Avoiding taxes is still another important reason, as Barry Keldoulis, CEO of Art Fairs Australia, commented: “In the majority of cases, it is a case of altruism. These are people who are very involved in contemporary art and who want to share their passion with a wider audience…”. There are 350 museums spread over 46 countries, 48 of which are found in the United States, representing 14% of private museums. Given that 25% of collectors are based in the United States, the number of private museums in the country appears proportionately weak. The inverse can be seen in Germany, where only 8% of collectors are found, but where 45 private museums are located, representing 13% of the total. In these two countries in particular, collectors can benefit from tax reductions if they present their collection to the public with a non-lucrative aim.

New York, Berlin, Beijing
Larry’s List has finally released its study on the most important regions in the world. In the United States, New York comes in first place as the city where most art collectors live (34%), followed by Los Angeles (11%) and Chicago (5%). Andy Warhol remains as the most prominent artist, as his works can be found in 17% of collections; Cindy Sherman is the only female artist in the American top 10. Willem de Kooning and Ed Ruscha, who are not in the international top 10, are ranked in third and fourth place respectively in the regional list, behind Pablo Picasso. In Latin America, Brazil comes first place with 57% of collectors living there, followed by Argentina (17%), Mexico (8%) and Puerto Rico (7%). In terms of cities, São Paulo is home to 36% of enthusiasts, which is more than all the collectors in Argentina and Mexico put together. Buenos Aires is ranked in second place for the regional top 10, with 16% of collectors living there, followed by Rio de Janeiro (11%). In Brazil, apart from 19% of collections that were started before 1960, a peak in beginning collections can be seen between 2001 and 2010 (27%). The collecting scene in Brazil is therefore relatively young, with artists such as Beatriz Milhazes, Alfredo Volpi, and Mira Schendel being particularly popular.

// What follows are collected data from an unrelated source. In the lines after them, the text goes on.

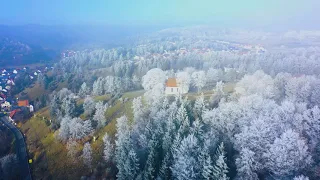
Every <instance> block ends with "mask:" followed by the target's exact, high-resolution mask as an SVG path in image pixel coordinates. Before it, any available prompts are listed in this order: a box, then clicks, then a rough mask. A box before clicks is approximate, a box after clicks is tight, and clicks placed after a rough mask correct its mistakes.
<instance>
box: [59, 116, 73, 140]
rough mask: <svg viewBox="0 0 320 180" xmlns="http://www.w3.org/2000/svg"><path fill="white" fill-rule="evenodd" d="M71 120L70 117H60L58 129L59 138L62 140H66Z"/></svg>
mask: <svg viewBox="0 0 320 180" xmlns="http://www.w3.org/2000/svg"><path fill="white" fill-rule="evenodd" d="M70 122H71V118H70V117H68V116H66V117H64V118H62V120H61V125H60V129H59V138H60V139H61V140H63V141H67V140H68V139H69V137H70V128H69V123H70Z"/></svg>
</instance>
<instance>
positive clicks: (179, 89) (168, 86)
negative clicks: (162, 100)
mask: <svg viewBox="0 0 320 180" xmlns="http://www.w3.org/2000/svg"><path fill="white" fill-rule="evenodd" d="M165 94H166V95H179V94H183V93H182V91H181V87H179V86H178V84H177V80H176V78H168V80H167V82H166V90H165Z"/></svg>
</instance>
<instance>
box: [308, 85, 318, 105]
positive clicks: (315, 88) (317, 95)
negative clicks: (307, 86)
mask: <svg viewBox="0 0 320 180" xmlns="http://www.w3.org/2000/svg"><path fill="white" fill-rule="evenodd" d="M310 102H311V103H312V104H313V105H317V106H320V79H317V80H315V81H314V82H313V83H312V84H311V95H310Z"/></svg>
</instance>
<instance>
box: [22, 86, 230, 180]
mask: <svg viewBox="0 0 320 180" xmlns="http://www.w3.org/2000/svg"><path fill="white" fill-rule="evenodd" d="M233 88H234V84H231V83H230V84H226V86H225V92H228V93H229V92H232V91H233ZM143 93H144V91H133V92H128V93H125V94H124V95H123V96H122V97H123V98H127V99H128V101H126V102H125V103H122V102H120V101H119V100H117V101H116V102H115V104H114V105H113V106H112V107H109V108H108V109H107V111H106V113H105V116H106V119H107V126H105V127H104V128H102V129H100V130H98V131H97V132H95V134H94V136H95V137H96V138H97V140H96V141H95V142H93V141H92V142H91V145H92V150H93V155H94V157H93V161H94V162H93V163H94V164H97V163H98V162H101V160H102V156H103V141H102V138H103V136H104V135H105V134H106V133H108V134H109V136H110V137H111V138H112V140H114V136H115V133H116V119H117V118H119V117H121V116H122V115H126V116H127V117H128V118H129V120H130V121H132V120H133V112H132V109H131V106H132V101H133V98H135V97H138V96H141V95H143ZM212 94H213V91H208V92H204V95H205V96H207V97H210V96H211V95H212ZM188 96H189V99H191V100H192V99H195V98H196V97H197V96H199V94H198V93H189V94H188ZM109 98H110V96H108V95H105V96H97V97H95V98H94V99H95V100H96V101H103V100H107V99H109ZM77 103H78V105H80V104H82V103H83V100H79V101H78V102H77ZM49 116H50V115H49V108H48V107H46V108H43V109H42V110H40V111H39V112H37V114H36V117H33V118H31V119H30V120H29V121H27V122H26V123H25V124H23V125H22V127H21V129H22V131H23V132H24V133H25V134H26V136H27V144H28V148H29V151H30V152H31V154H32V155H33V159H34V161H35V162H34V164H33V172H34V174H35V177H36V179H39V178H40V177H42V178H48V177H51V178H52V179H79V178H80V177H81V175H84V174H86V172H87V171H86V170H85V169H86V168H84V166H83V164H82V163H81V161H79V163H77V164H73V163H71V161H70V160H69V159H68V156H67V150H66V146H65V145H64V144H62V143H61V142H59V141H58V140H56V139H55V136H54V132H52V131H51V130H50V129H49V127H48V126H47V125H46V123H45V120H43V117H44V118H45V119H50V117H49Z"/></svg>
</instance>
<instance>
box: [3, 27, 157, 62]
mask: <svg viewBox="0 0 320 180" xmlns="http://www.w3.org/2000/svg"><path fill="white" fill-rule="evenodd" d="M156 29H157V30H158V29H160V27H143V26H107V25H92V26H89V25H74V26H72V25H65V26H43V25H34V24H32V25H19V26H18V25H16V26H7V25H0V67H1V66H8V65H24V64H33V63H39V62H40V63H41V62H46V61H50V60H58V59H59V54H60V53H61V52H64V51H65V50H83V49H98V48H113V47H117V46H122V45H126V44H128V41H132V39H131V38H132V36H137V35H142V34H144V33H149V32H152V31H154V30H156Z"/></svg>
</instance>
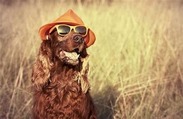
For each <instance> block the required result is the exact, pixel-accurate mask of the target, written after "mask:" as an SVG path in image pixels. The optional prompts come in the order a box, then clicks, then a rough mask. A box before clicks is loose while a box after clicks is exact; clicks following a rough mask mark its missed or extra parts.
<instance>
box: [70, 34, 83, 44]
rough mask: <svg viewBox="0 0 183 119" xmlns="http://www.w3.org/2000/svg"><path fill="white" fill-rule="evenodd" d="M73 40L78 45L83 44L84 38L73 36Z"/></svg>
mask: <svg viewBox="0 0 183 119" xmlns="http://www.w3.org/2000/svg"><path fill="white" fill-rule="evenodd" d="M73 40H74V42H76V43H80V44H81V43H83V42H84V38H83V37H82V36H81V35H75V36H74V37H73Z"/></svg>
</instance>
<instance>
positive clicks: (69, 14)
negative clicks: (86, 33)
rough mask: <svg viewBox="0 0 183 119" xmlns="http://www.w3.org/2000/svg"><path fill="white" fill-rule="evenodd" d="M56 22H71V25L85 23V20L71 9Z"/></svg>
mask: <svg viewBox="0 0 183 119" xmlns="http://www.w3.org/2000/svg"><path fill="white" fill-rule="evenodd" d="M54 22H62V23H67V24H68V23H69V24H70V25H84V22H83V21H82V20H81V19H80V17H79V16H78V15H77V14H75V13H74V11H73V10H71V9H69V10H68V11H67V12H66V13H65V14H63V15H62V16H60V17H59V18H57V19H56V20H55V21H54Z"/></svg>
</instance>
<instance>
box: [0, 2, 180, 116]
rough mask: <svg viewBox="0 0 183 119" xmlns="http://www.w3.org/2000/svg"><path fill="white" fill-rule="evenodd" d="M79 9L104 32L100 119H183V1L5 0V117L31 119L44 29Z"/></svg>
mask: <svg viewBox="0 0 183 119" xmlns="http://www.w3.org/2000/svg"><path fill="white" fill-rule="evenodd" d="M68 9H73V10H74V11H75V12H76V13H77V14H78V15H79V16H80V17H81V18H82V20H83V21H84V22H85V24H86V25H87V26H89V27H90V28H91V29H92V30H93V31H94V32H95V34H96V38H97V39H96V42H95V44H94V45H93V46H91V47H89V48H88V52H89V54H90V73H89V81H90V83H91V93H92V97H93V99H94V102H95V105H96V107H97V112H98V118H99V119H182V118H183V56H182V52H183V35H182V34H183V16H182V14H183V0H39V1H38V0H1V1H0V16H1V17H0V119H30V118H31V108H32V92H31V90H30V86H31V82H30V80H31V69H32V64H33V63H34V61H35V59H36V56H37V53H38V49H39V46H40V43H41V40H40V37H39V35H38V30H39V28H40V27H41V26H42V25H44V24H46V23H49V22H51V21H53V20H55V19H56V18H58V17H59V16H60V15H62V14H63V13H65V12H66V11H67V10H68Z"/></svg>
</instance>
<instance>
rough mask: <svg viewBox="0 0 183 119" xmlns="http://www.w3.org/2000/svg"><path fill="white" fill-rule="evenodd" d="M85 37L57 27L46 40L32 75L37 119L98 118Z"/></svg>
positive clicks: (78, 34)
mask: <svg viewBox="0 0 183 119" xmlns="http://www.w3.org/2000/svg"><path fill="white" fill-rule="evenodd" d="M85 37H86V36H83V35H81V34H80V33H77V32H75V30H73V29H72V30H70V32H68V33H67V34H64V35H60V34H59V32H58V30H57V29H56V28H54V29H53V30H52V31H51V32H50V33H49V34H48V37H47V40H43V42H42V44H41V47H40V50H39V54H38V58H37V60H36V63H35V65H34V67H33V74H32V82H33V87H34V106H33V118H34V119H96V113H95V108H94V104H93V101H92V98H91V96H90V93H89V83H88V78H87V73H88V68H89V67H88V62H87V59H88V54H87V52H86V48H87V45H86V42H85Z"/></svg>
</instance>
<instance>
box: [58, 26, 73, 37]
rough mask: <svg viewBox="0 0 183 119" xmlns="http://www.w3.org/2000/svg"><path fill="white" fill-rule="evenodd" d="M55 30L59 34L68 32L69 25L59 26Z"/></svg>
mask: <svg viewBox="0 0 183 119" xmlns="http://www.w3.org/2000/svg"><path fill="white" fill-rule="evenodd" d="M57 32H58V34H60V35H66V34H68V33H69V32H70V27H69V26H59V27H58V31H57Z"/></svg>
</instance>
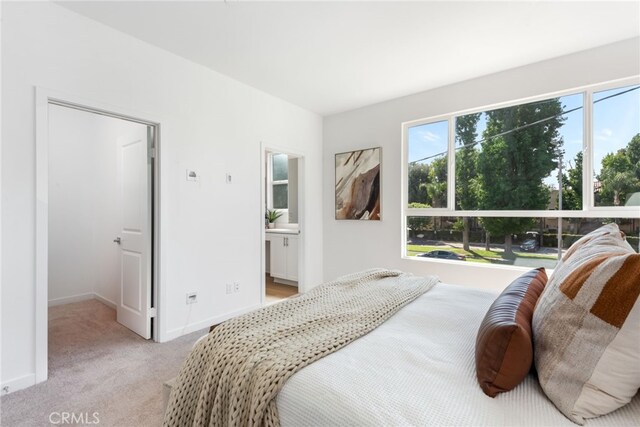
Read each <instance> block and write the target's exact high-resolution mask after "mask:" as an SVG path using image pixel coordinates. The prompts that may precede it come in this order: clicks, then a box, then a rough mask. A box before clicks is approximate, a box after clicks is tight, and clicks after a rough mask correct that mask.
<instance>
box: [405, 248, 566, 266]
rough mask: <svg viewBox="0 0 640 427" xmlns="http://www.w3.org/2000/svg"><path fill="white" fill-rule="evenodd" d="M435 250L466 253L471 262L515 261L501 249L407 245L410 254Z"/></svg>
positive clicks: (506, 261) (551, 255)
mask: <svg viewBox="0 0 640 427" xmlns="http://www.w3.org/2000/svg"><path fill="white" fill-rule="evenodd" d="M435 250H446V251H451V252H455V253H457V254H460V255H465V256H466V257H467V261H470V262H481V263H494V264H495V263H498V264H513V261H514V260H513V259H509V258H506V257H504V256H503V254H504V252H503V251H501V250H489V251H487V250H485V249H478V248H471V250H469V251H465V250H464V249H462V248H455V247H450V246H426V245H407V255H408V256H416V255H418V254H422V253H425V252H430V251H435ZM514 256H515V257H516V259H517V258H528V259H545V260H555V259H556V255H553V254H536V253H524V252H514Z"/></svg>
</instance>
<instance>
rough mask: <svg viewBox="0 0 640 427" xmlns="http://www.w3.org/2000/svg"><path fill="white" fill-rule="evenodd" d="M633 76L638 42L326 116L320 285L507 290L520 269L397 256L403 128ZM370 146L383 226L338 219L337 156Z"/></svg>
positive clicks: (442, 87)
mask: <svg viewBox="0 0 640 427" xmlns="http://www.w3.org/2000/svg"><path fill="white" fill-rule="evenodd" d="M403 66H410V65H406V64H405V65H403ZM440 66H446V64H440ZM470 66H472V64H470ZM425 72H426V73H428V70H425ZM638 74H640V39H637V38H636V39H632V40H628V41H624V42H620V43H616V44H612V45H609V46H604V47H600V48H597V49H593V50H589V51H584V52H579V53H576V54H572V55H568V56H565V57H561V58H556V59H553V60H549V61H545V62H541V63H537V64H533V65H529V66H526V67H521V68H516V69H513V70H509V71H505V72H501V73H498V74H493V75H489V76H485V77H481V78H478V79H474V80H470V81H465V82H461V83H458V84H455V85H451V86H446V87H442V88H439V89H434V90H430V91H427V92H423V93H419V94H416V95H412V96H407V97H403V98H399V99H395V100H391V101H388V102H384V103H380V104H376V105H372V106H369V107H365V108H361V109H358V110H353V111H349V112H345V113H342V114H337V115H334V116H330V117H326V118H325V120H324V145H323V151H324V174H323V176H324V178H323V180H324V198H323V200H324V206H323V212H324V227H323V231H324V277H325V280H331V279H333V278H335V277H336V276H339V275H341V274H345V273H348V272H352V271H356V270H361V269H365V268H370V267H390V268H399V269H402V270H405V271H409V272H412V273H414V274H421V275H425V274H437V275H439V276H440V278H441V279H442V280H443V281H446V282H449V283H459V284H464V285H469V286H480V287H487V288H489V287H490V288H496V289H502V288H504V287H505V286H506V285H508V284H509V283H510V281H511V280H513V279H514V278H515V277H517V276H518V275H519V274H521V271H522V269H518V268H508V267H502V268H496V267H491V266H484V265H471V264H465V265H460V264H459V263H455V262H451V263H444V262H437V261H435V262H429V260H423V261H419V260H408V259H402V258H401V254H402V247H401V246H402V233H403V232H404V230H402V228H401V206H400V192H401V183H400V178H401V165H402V163H401V162H402V161H401V147H402V137H401V123H402V122H406V121H410V120H416V119H421V118H428V117H433V116H437V115H440V114H447V113H453V112H458V111H462V110H466V109H471V108H477V107H483V106H489V105H491V104H496V103H500V102H508V101H513V100H518V99H522V98H526V97H531V96H536V95H542V94H548V93H552V92H554V91H561V90H565V89H570V88H576V87H579V86H585V85H589V84H595V83H598V82H605V81H609V80H614V79H619V78H624V77H630V76H633V75H638ZM375 146H380V147H382V156H383V158H382V169H381V179H382V183H381V184H382V212H381V213H382V221H379V222H378V221H361V222H356V221H336V220H335V219H334V209H335V202H334V185H335V183H334V154H335V153H339V152H344V151H350V150H354V149H360V148H367V147H375Z"/></svg>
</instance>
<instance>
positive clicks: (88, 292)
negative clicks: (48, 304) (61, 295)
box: [49, 292, 95, 307]
mask: <svg viewBox="0 0 640 427" xmlns="http://www.w3.org/2000/svg"><path fill="white" fill-rule="evenodd" d="M94 297H95V294H94V293H93V292H87V293H86V294H78V295H71V296H70V297H62V298H55V299H50V300H49V307H53V306H56V305H63V304H71V303H72V302H80V301H86V300H89V299H93V298H94Z"/></svg>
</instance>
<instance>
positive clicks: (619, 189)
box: [597, 135, 640, 206]
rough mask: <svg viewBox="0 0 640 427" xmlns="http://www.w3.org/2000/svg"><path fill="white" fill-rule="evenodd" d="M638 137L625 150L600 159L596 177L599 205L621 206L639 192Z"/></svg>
mask: <svg viewBox="0 0 640 427" xmlns="http://www.w3.org/2000/svg"><path fill="white" fill-rule="evenodd" d="M639 169H640V135H636V136H634V137H633V138H632V139H631V141H630V142H629V144H628V145H627V147H626V148H623V149H621V150H618V151H617V152H616V153H609V154H607V155H606V156H604V158H603V159H602V168H601V169H600V174H599V175H598V177H597V178H598V180H599V181H600V183H601V185H602V186H601V189H600V205H601V206H621V205H624V203H625V201H626V199H627V197H628V196H629V195H631V194H632V193H634V192H636V191H640V170H639Z"/></svg>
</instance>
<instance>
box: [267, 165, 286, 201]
mask: <svg viewBox="0 0 640 427" xmlns="http://www.w3.org/2000/svg"><path fill="white" fill-rule="evenodd" d="M269 165H270V169H271V170H270V172H269V174H268V176H269V180H268V191H267V207H268V208H269V209H278V210H286V209H288V208H289V156H287V155H286V154H279V153H273V154H270V155H269Z"/></svg>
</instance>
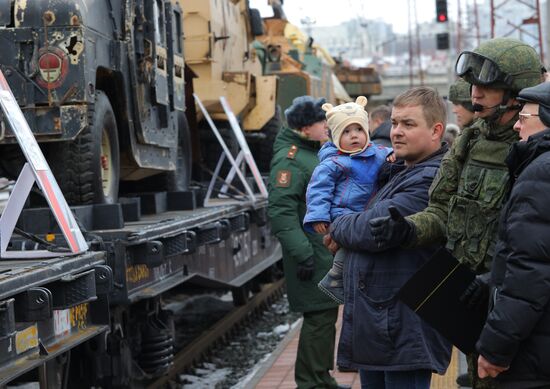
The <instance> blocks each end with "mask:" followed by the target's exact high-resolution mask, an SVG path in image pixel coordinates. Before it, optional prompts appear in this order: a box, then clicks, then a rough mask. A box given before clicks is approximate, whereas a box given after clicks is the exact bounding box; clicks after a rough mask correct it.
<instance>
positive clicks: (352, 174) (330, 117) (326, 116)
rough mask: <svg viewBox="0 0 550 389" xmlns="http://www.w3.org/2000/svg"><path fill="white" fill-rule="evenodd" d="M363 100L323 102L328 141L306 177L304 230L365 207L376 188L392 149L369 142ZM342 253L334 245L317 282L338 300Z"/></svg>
mask: <svg viewBox="0 0 550 389" xmlns="http://www.w3.org/2000/svg"><path fill="white" fill-rule="evenodd" d="M366 105H367V98H366V97H364V96H359V97H358V98H357V100H356V101H355V103H345V104H341V105H338V106H336V107H333V106H332V104H329V103H326V104H324V105H323V110H325V111H326V117H327V121H328V127H329V129H330V133H331V138H332V142H327V143H325V144H324V145H323V147H322V148H321V150H319V154H318V155H319V161H320V164H319V165H318V166H317V167H316V168H315V170H314V172H313V175H312V176H311V180H310V181H309V185H308V189H307V193H306V201H307V213H306V216H305V218H304V228H305V230H306V231H309V232H313V231H315V232H317V233H319V234H327V233H328V227H329V224H330V222H331V221H332V220H334V219H335V218H336V217H338V216H340V215H343V214H346V213H351V212H361V211H363V210H364V209H365V207H366V205H367V203H368V202H369V200H370V199H371V198H372V197H373V195H374V194H375V193H376V191H377V187H376V179H377V176H378V171H379V169H380V166H381V165H382V164H383V163H384V162H385V161H386V158H387V157H388V155H389V154H391V152H392V149H390V148H387V147H383V146H377V145H375V144H373V143H370V141H369V117H368V113H367V111H366V110H365V106H366ZM344 257H345V252H344V250H343V249H340V250H338V252H337V253H336V255H335V256H334V261H333V265H332V268H331V270H330V271H329V272H328V273H327V275H326V276H325V277H324V278H323V279H322V280H321V281H320V282H319V284H318V286H319V288H320V289H321V290H322V291H323V292H325V293H326V294H327V295H329V296H330V297H331V298H332V299H333V300H334V301H336V302H338V303H340V304H343V301H344V289H343V280H342V272H343V260H344Z"/></svg>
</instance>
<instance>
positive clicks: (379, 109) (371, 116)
mask: <svg viewBox="0 0 550 389" xmlns="http://www.w3.org/2000/svg"><path fill="white" fill-rule="evenodd" d="M390 118H391V108H390V107H388V106H387V105H379V106H378V107H376V108H374V109H373V110H372V111H371V113H370V114H369V130H370V139H371V140H372V141H373V142H374V143H375V144H377V145H381V146H385V147H391V139H390V130H391V120H390Z"/></svg>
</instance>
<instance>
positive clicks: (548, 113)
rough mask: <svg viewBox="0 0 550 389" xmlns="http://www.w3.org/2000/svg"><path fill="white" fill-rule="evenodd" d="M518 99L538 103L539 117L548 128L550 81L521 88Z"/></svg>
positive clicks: (526, 102)
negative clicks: (527, 87)
mask: <svg viewBox="0 0 550 389" xmlns="http://www.w3.org/2000/svg"><path fill="white" fill-rule="evenodd" d="M517 99H518V101H520V102H526V103H533V104H538V105H539V119H540V121H541V122H542V123H543V124H544V125H545V126H546V127H548V128H550V82H543V83H541V84H539V85H537V86H533V87H531V88H525V89H522V90H521V91H520V92H519V94H518V97H517Z"/></svg>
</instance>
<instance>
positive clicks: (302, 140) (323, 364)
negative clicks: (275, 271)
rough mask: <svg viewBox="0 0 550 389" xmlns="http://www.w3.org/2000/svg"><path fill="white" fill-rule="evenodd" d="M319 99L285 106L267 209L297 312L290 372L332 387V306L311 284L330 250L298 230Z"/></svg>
mask: <svg viewBox="0 0 550 389" xmlns="http://www.w3.org/2000/svg"><path fill="white" fill-rule="evenodd" d="M324 102H325V99H314V98H312V97H310V96H301V97H297V98H296V99H294V101H293V103H292V105H291V106H290V107H289V108H288V109H287V110H286V111H285V116H286V119H287V123H288V126H289V127H290V128H286V127H285V128H283V129H282V130H281V132H280V133H279V134H278V135H277V138H276V139H275V144H274V146H273V152H274V153H273V159H272V160H271V173H270V177H269V206H268V214H269V218H270V219H271V230H272V231H273V233H274V234H275V236H276V237H277V239H279V242H281V246H282V249H283V265H284V272H285V279H286V285H287V295H288V300H289V303H290V309H292V310H293V311H297V312H303V315H304V319H303V323H302V329H301V331H300V339H299V342H298V352H297V354H296V364H295V368H294V378H295V380H296V386H297V387H298V388H299V389H309V388H311V389H312V388H338V387H339V386H338V385H337V383H336V381H335V380H334V378H333V377H331V375H330V373H329V370H331V369H332V368H333V365H334V347H335V340H336V339H335V337H336V328H335V324H336V319H337V316H338V306H337V304H336V303H335V302H333V301H332V299H331V298H330V297H328V296H327V295H326V294H324V293H323V292H321V290H320V289H319V288H318V287H317V284H318V283H319V281H321V279H322V278H323V276H324V275H325V274H326V273H327V272H328V271H329V270H330V267H331V265H332V255H331V254H330V252H329V251H328V250H327V249H326V248H325V247H324V246H323V241H322V239H323V238H322V235H320V234H316V233H307V232H305V231H304V229H303V226H302V221H303V220H304V216H305V213H306V189H307V185H308V183H309V180H310V178H311V174H312V173H313V170H314V169H315V167H316V166H317V165H318V164H319V160H318V158H317V152H318V151H319V149H320V141H324V140H327V136H328V129H327V122H326V118H325V111H323V110H322V108H321V106H322V105H323V103H324Z"/></svg>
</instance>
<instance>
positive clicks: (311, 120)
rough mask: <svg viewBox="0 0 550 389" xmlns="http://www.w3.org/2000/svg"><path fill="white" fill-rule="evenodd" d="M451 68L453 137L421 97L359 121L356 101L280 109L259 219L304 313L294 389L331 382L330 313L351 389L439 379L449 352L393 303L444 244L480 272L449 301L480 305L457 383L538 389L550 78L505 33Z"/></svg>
mask: <svg viewBox="0 0 550 389" xmlns="http://www.w3.org/2000/svg"><path fill="white" fill-rule="evenodd" d="M455 71H456V76H457V78H458V79H457V81H456V82H455V83H454V84H453V85H451V87H450V90H449V94H448V99H449V101H450V102H451V103H452V107H453V109H452V111H453V113H454V114H455V118H456V126H452V125H448V124H447V123H446V120H447V111H446V105H447V104H446V102H445V101H444V99H443V98H442V97H441V96H440V95H439V94H438V92H437V91H436V90H435V89H433V88H430V87H427V86H426V87H424V86H422V87H415V88H411V89H409V90H407V91H404V92H403V93H401V94H400V95H399V96H397V97H396V98H395V100H394V101H393V103H392V105H391V107H389V106H378V107H376V108H374V109H372V110H370V113H367V110H368V108H367V106H368V102H367V99H366V98H365V97H363V96H360V97H359V98H357V100H356V101H355V102H350V103H345V104H341V105H338V106H332V105H331V104H328V103H326V102H325V101H324V99H315V98H312V97H310V96H302V97H299V98H297V99H295V100H294V102H293V104H292V105H291V106H290V107H289V108H288V109H287V110H286V111H285V116H286V122H287V127H285V128H284V129H283V130H282V131H281V132H280V133H279V135H278V137H277V139H276V141H275V144H274V156H273V160H272V162H271V173H270V178H269V208H268V210H269V216H270V219H271V223H272V231H273V233H274V234H275V235H276V236H277V238H278V239H279V241H280V243H281V246H282V249H283V266H284V271H285V277H286V281H287V288H288V291H287V292H288V298H289V302H290V306H291V309H293V310H295V311H298V312H303V324H302V329H301V332H300V338H299V346H298V353H297V357H296V364H295V380H296V385H297V387H298V388H299V389H302V388H339V387H343V386H342V385H339V384H338V383H337V382H336V381H335V380H334V378H333V377H332V376H331V374H330V370H332V369H333V361H334V352H335V341H336V340H335V336H336V331H335V323H336V320H337V316H338V306H339V305H340V304H343V310H342V311H343V316H342V329H341V334H340V338H339V341H338V352H337V363H338V366H340V367H342V368H346V369H357V370H358V371H359V373H360V377H361V386H362V388H367V389H371V388H375V389H378V388H381V389H384V388H387V389H390V388H392V389H394V388H395V389H406V388H415V389H416V388H418V389H422V388H429V387H430V381H431V376H432V373H438V374H444V373H445V371H446V369H447V367H448V366H449V363H450V357H451V349H452V343H451V342H450V341H449V340H448V339H447V338H445V337H444V336H443V335H441V334H440V333H439V332H438V331H437V330H436V329H435V328H433V327H432V326H431V325H430V323H428V322H427V321H424V320H423V319H421V318H420V317H419V316H418V315H417V314H416V313H415V312H414V311H413V310H411V309H410V308H409V307H408V306H407V305H405V303H403V302H402V301H401V300H400V299H399V298H398V292H399V290H400V289H401V287H402V286H403V285H404V284H405V283H406V282H407V281H408V280H409V279H410V278H411V277H412V276H413V275H414V274H415V273H416V272H417V271H418V270H419V269H420V268H421V267H422V266H424V265H425V264H426V263H427V262H428V261H430V260H431V258H432V255H434V253H435V252H437V251H438V250H441V248H442V247H443V248H445V249H446V250H448V252H449V253H450V254H452V256H454V257H455V258H456V259H457V260H458V261H459V262H460V263H461V264H463V265H464V266H467V267H468V268H469V269H470V270H471V271H472V272H475V274H476V276H475V278H474V279H473V281H472V282H471V283H470V284H469V285H468V286H467V287H466V288H465V289H464V290H460V291H458V292H459V295H460V301H461V303H463V304H464V305H465V306H466V307H469V308H472V309H473V307H479V306H487V305H488V308H487V313H488V315H487V319H486V322H485V325H484V326H483V329H482V331H481V333H480V335H479V339H478V341H477V343H476V352H473V353H469V354H468V355H467V356H466V357H467V361H468V377H467V378H468V381H469V385H471V386H472V387H473V388H510V389H512V388H518V389H523V388H550V351H548V350H550V347H549V346H550V305H549V299H550V247H549V246H550V241H548V242H549V243H547V241H546V239H545V238H546V237H547V236H549V235H547V233H550V205H549V203H548V202H547V201H545V200H546V195H547V193H548V192H546V190H545V188H546V187H547V186H548V187H550V153H547V151H550V83H548V82H544V79H545V75H546V74H545V73H546V70H545V68H544V66H543V65H542V64H541V62H540V59H539V56H538V54H537V52H536V51H535V50H534V48H532V47H531V46H529V45H527V44H525V43H523V42H521V41H519V40H516V39H511V38H495V39H491V40H488V41H485V42H483V43H482V44H480V45H479V46H478V47H477V48H476V49H474V50H473V51H464V52H462V53H461V54H460V55H459V57H458V60H457V63H456V66H455ZM549 189H550V188H549ZM472 277H473V276H472ZM464 325H468V323H464Z"/></svg>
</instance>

In Europe, Germany is the country inhabited by the most collectors (21%), along with the United Kingdom (19%) and France (8%), followed by Spain (7%), and Italy (7%). London dominates in terms of cities, with 15% of European collectors, followed by Paris and Berlin (both with 6%). In Germany, Berlin is home to 28% of all German collectors, followed by Dusseldorf (10%) and Hamburg (9%). The three most frequently collected artists in this country are Sigmar Polke, Joseph Beuys, and Gerhard Richter. The long tradition of German collecting can be seen from the fact that 72% of collectors started before 1991.

In Asia, 14% of collectors can be found in Beijing, 12% in Seoul, and 7% in Singapore. In India, the majority of collectors can be found in Mumbai (33%), New Delhi (27%), and Calcutta (13%) and a third of them are under 41 years of age. The artists M. F. Husain, S. H. Raza, and Anjolie Ela Menon are particularly popular. More specifically, in China, Beijing remains number one, with 41% of Chinese collectors, followed by Hong Kong (16%), and Taipei (14%). The most sought-after artists are Zeng Fanzhi, Zhang Xiaogang, and Zhou Chunya. Collections were gradually commenced between 1981 and 1990 (17%), before a large boom between 2001 and 2010, with 45% of new collections being established between these years, which probably explains the lack of popularity of private museums. “Having a private collection is a personal pleasure, showing a private collection is a pleasure that can be shared,” said Shanghai-based art enthusiast Zheng Hao.